O günden bu yana neler değişti neler…
Partiler, 6 Haziran akşamına kadar büyük sancılar yaşadı.
Seçmen, şimdiye dek olmadığı kadar sakindi.
Cumhurbaşkanı ve iktidar partisi, devletin tüm olanaklarını, son güne kadar pervasızca ve tepe tepe kullandılar.
Sonuç bekledikleri gibi çıkmadı.
Seçmen, verdiği oyla büyük ve net bir fotoğraf çekti, şimdilerde politikacılar o fotoğraf üzerinde çalışma yapıyorlar.
Oysa fotoğraf çok net.
Bu fotoğrafı okuyamayan partilerin yöneticileri, politikayı bırakıp simit satmaya soyunsalar, yine başarılı olamazlar…
Seçmen, verdiği oyla, muhalefet partilerine resmen “bir araya gelin” dedi.
“Normalleşin, politikayı da normalleştirin” dedi.
Tablo bu…
Yani her şey bir tarafa bırakılıp, üç muhalefet partisi ortak hareket ettiği takdirde, ancak normalleşme başlayabilir.

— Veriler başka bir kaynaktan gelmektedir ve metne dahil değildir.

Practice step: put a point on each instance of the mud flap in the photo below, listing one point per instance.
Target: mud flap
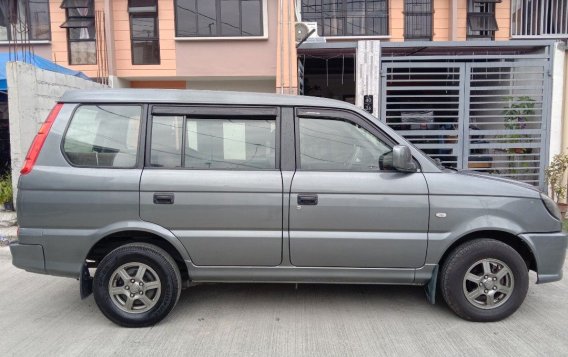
(85, 282)
(430, 288)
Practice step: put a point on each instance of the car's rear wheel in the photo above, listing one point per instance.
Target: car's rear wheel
(484, 280)
(137, 285)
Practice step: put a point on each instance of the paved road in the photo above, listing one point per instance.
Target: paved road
(43, 315)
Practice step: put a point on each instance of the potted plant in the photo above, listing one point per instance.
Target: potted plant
(516, 115)
(555, 176)
(6, 194)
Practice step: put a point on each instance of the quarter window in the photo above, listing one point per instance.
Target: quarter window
(179, 142)
(219, 18)
(336, 145)
(103, 136)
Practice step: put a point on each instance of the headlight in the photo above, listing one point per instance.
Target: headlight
(551, 206)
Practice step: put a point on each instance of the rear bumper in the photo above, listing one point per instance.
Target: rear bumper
(28, 257)
(550, 252)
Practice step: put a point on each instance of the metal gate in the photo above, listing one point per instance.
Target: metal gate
(486, 116)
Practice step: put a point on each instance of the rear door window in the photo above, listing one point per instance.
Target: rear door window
(213, 143)
(103, 136)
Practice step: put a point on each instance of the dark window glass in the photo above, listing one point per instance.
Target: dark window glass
(144, 27)
(335, 145)
(81, 31)
(145, 43)
(213, 143)
(166, 142)
(481, 21)
(103, 136)
(145, 52)
(347, 17)
(230, 18)
(206, 18)
(67, 4)
(418, 20)
(186, 18)
(82, 52)
(218, 18)
(31, 16)
(230, 144)
(141, 3)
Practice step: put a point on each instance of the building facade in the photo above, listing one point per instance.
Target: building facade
(477, 84)
(213, 44)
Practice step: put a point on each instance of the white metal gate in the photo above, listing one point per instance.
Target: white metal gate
(485, 116)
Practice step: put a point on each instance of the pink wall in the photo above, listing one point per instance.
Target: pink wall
(234, 58)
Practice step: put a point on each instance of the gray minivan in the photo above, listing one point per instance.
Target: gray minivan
(153, 190)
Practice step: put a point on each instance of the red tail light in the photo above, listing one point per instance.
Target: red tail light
(37, 144)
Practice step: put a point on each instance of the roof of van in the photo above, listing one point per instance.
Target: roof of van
(183, 96)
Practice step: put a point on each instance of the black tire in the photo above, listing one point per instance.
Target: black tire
(453, 280)
(159, 263)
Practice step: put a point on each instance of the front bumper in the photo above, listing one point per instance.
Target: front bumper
(550, 252)
(28, 257)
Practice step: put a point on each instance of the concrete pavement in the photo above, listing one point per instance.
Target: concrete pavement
(43, 315)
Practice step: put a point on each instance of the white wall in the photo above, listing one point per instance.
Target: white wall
(32, 93)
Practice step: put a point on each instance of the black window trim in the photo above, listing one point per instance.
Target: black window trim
(32, 41)
(218, 35)
(150, 11)
(342, 115)
(141, 133)
(213, 112)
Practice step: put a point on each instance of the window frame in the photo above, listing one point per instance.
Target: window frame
(68, 30)
(28, 22)
(218, 36)
(141, 143)
(489, 11)
(343, 11)
(215, 113)
(341, 115)
(415, 37)
(144, 14)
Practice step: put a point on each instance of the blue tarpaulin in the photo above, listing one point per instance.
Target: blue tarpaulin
(35, 60)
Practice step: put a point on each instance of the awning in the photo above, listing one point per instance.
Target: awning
(35, 60)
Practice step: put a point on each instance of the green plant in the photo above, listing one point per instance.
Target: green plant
(516, 115)
(6, 194)
(555, 176)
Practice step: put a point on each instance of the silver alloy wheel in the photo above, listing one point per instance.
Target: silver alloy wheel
(134, 287)
(488, 283)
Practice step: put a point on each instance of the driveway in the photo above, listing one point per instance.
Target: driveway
(43, 315)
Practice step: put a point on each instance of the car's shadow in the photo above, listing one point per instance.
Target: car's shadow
(313, 297)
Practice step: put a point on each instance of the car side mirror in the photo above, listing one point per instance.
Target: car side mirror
(402, 159)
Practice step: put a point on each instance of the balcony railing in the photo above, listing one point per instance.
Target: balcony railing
(539, 18)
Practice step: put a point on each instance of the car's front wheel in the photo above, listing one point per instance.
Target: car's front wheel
(137, 285)
(484, 280)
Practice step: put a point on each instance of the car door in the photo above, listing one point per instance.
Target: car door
(348, 206)
(212, 177)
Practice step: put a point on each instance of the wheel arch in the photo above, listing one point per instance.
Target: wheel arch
(111, 241)
(517, 243)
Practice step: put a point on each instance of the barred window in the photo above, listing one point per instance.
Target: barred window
(219, 18)
(418, 20)
(347, 17)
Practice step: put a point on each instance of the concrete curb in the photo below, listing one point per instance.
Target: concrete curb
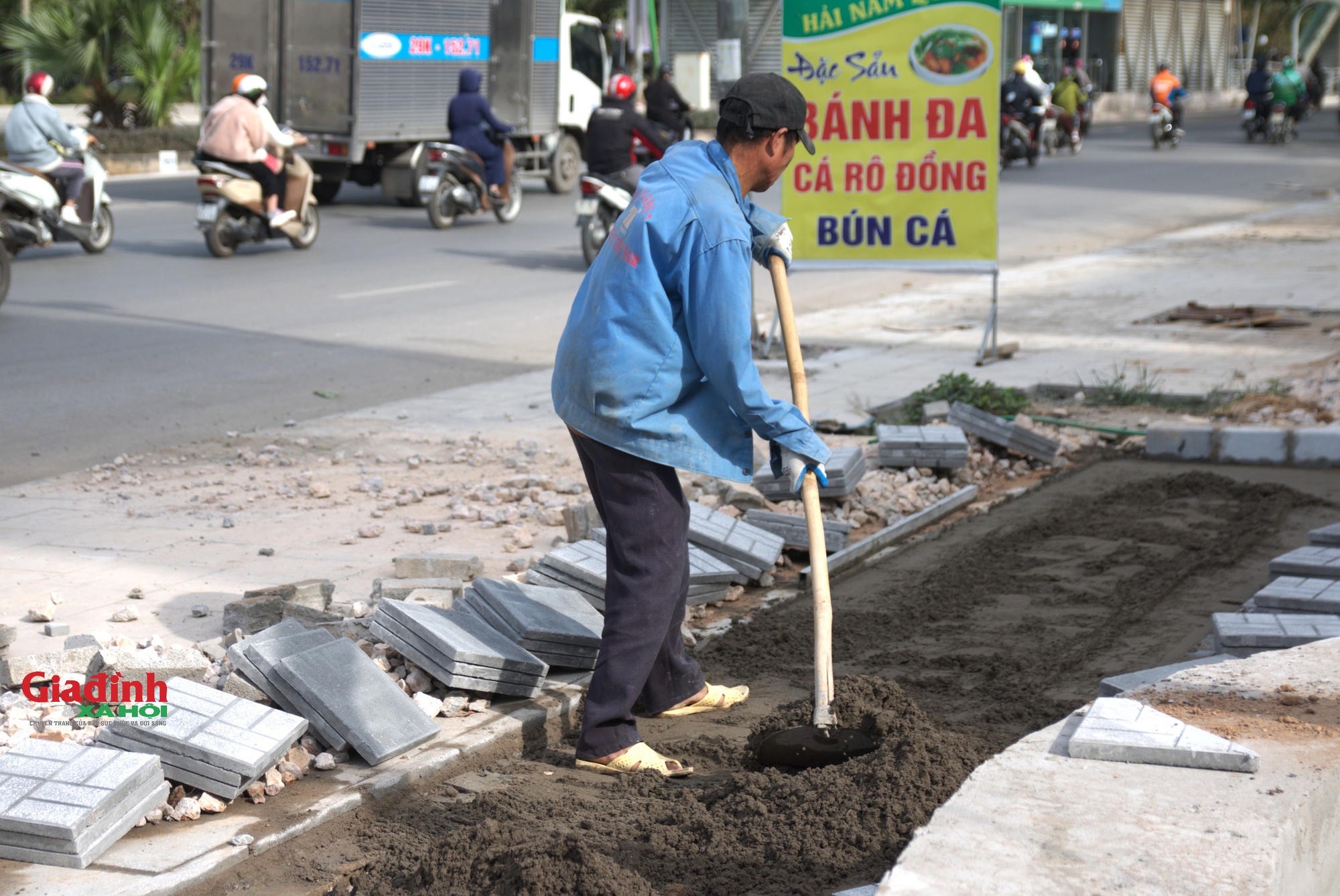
(171, 858)
(1258, 445)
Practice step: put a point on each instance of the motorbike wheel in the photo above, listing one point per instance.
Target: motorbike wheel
(509, 214)
(5, 275)
(566, 167)
(312, 227)
(594, 235)
(100, 236)
(442, 210)
(219, 240)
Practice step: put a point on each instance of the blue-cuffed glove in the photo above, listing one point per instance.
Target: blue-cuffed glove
(794, 468)
(771, 236)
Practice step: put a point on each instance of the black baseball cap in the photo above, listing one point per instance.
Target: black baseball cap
(767, 102)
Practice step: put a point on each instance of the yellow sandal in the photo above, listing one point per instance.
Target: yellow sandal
(639, 759)
(716, 698)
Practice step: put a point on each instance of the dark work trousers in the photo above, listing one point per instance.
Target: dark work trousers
(647, 524)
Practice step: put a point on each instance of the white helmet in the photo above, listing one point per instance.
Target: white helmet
(253, 86)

12 yılın hesabı ancak böyle bir birliktelikle sorulabilir.
Çünkü koalisyonda tek adamlık yoktur, uzlaşma vardır.
Çünkü seçmen böyle net bir fotoğraf çekmiştir.
AKP ile koalisyon yapmaya yanaşan hangi parti olursa olsun, tabanına bunu anlatamaz ve oy erozyonuna mahkum olur, eriyip gider.
Erken seçim istemek, seçmene saygısızlıktır.
Erken seçim istemek, “istediğim olmadı sevgili seçmen, hadi bir daha deneyelim” kolaycılığıdır.
Dünyada, yıllardır koalisyonlarla gül gibi yönetilen ülkeler olduğunu da unutmamak gerek.
Gaziantep seçim sonucuna gelince;
Egomu bir tarafa bırakarak şunu belirteyim;
Her ne kadar belirsizlik varsa da tahminler yapılamıyorsa da seçimden 3 gün önce, gazetede masamın üzerine yazıp bıraktığım tahminim aynen tuttu.
Ben şimdi uzaktayım, arkadaşlar masamdaki küçük nota bakabilirler.
6 – 2 – 2 – 2 olarak, zor bir tahmin yapmıştım.
Bizim sıradan yurttaşlar olarak tahminlerimiz tutsa da top şimdi Ankara’nın ayağında.
Ankara’nın “kırmızı çizgileri” birbirine karışmış ya!
Ve Ankara şimdilik patinaj yapmayı sürdürüyor.
Bakalım neler olacak?
Oyuna mı gelecekler, normalleşecekler mi?